Sul testo è appunto in atto l’ostruzionismo da parte delle forze di Centrodestra (Fratelli d’Italia e Lega in primis), finora contrarie al provvedimento. L’emendamento riformulato dai relatori consente al «personale sanitario ed esercente le attività sanitarie ausiliarie» a non prendere parte alle procedure «per l’assistenza alla morte volontaria medicalmente assistita quando» sia stata sollevata «obiezione di coscienza con preventiva dichiarazione». Tuttavia, prevede ancora l’emendamento dei relatori, «gli enti ospedalieri pubblici autorizzati sono tenuti ad assicurare l’espletamento delle procedure previste dalla legge.
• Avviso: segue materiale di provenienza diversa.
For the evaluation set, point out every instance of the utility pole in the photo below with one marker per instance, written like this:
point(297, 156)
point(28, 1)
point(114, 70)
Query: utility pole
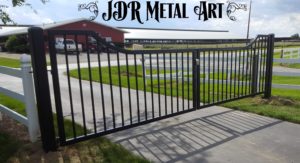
point(249, 18)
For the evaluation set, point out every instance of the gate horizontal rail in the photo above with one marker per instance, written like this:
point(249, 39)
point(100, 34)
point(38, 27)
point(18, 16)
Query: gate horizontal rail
point(158, 85)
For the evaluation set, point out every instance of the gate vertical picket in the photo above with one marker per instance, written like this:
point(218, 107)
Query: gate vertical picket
point(201, 60)
point(42, 91)
point(269, 66)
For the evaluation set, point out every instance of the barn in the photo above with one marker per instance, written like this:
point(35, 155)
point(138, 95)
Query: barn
point(110, 34)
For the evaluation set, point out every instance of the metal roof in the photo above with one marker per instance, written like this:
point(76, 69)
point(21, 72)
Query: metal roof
point(173, 34)
point(24, 30)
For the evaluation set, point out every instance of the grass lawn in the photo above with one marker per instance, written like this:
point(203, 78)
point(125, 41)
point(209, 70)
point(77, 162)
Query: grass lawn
point(294, 65)
point(95, 150)
point(284, 105)
point(14, 63)
point(99, 149)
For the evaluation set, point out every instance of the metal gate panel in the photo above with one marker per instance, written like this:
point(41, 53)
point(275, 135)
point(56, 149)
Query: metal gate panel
point(118, 89)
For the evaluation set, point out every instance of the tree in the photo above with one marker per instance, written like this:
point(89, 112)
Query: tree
point(296, 35)
point(17, 44)
point(5, 18)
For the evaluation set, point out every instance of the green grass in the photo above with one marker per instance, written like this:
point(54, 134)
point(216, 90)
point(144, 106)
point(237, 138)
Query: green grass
point(294, 65)
point(286, 80)
point(108, 151)
point(14, 63)
point(277, 107)
point(272, 109)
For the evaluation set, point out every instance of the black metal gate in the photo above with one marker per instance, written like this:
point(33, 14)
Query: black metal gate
point(116, 89)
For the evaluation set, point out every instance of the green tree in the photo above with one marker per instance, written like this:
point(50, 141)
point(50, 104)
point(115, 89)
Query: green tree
point(4, 16)
point(17, 44)
point(296, 35)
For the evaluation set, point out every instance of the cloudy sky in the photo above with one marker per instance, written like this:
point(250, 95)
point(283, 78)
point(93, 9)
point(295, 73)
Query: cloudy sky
point(268, 16)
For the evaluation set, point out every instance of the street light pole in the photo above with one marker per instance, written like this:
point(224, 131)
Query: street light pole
point(249, 18)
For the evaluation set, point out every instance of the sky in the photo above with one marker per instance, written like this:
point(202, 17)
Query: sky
point(268, 16)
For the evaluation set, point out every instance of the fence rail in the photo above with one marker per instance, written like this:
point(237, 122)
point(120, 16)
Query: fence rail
point(31, 119)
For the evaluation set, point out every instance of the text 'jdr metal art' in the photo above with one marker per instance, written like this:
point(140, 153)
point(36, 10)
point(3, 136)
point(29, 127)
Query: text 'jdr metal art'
point(155, 10)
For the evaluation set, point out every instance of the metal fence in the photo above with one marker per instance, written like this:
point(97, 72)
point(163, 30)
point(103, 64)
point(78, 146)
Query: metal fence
point(131, 88)
point(31, 118)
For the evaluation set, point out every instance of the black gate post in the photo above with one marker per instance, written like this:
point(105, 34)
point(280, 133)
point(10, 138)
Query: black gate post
point(269, 66)
point(255, 73)
point(196, 80)
point(42, 91)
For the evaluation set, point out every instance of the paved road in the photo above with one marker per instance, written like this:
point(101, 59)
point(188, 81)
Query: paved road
point(213, 134)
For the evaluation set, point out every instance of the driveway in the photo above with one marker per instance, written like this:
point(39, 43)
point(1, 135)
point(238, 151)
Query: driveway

La regione ne controlla e garantisce l’attuazione anche attraverso la mobilità del personale». Il testo base sull’eutanasia all’esame delle Commissioni dispone che le procedure di morte volontaria possano essere effettuate «presso il domicilio del paziente o, laddove ciò non sia possibile, presso una struttura ospedaliera o residenziale pubblica». Se vi fosse un “punto di caduta”, come accade ai tavoli negoziali, potrebbe consistere in uno scambio: vi concediamo di non partecipare al massacro dei sofferenti, ma almeno lasciatelo fare a noi. Un ricatto al quale non si può cedere.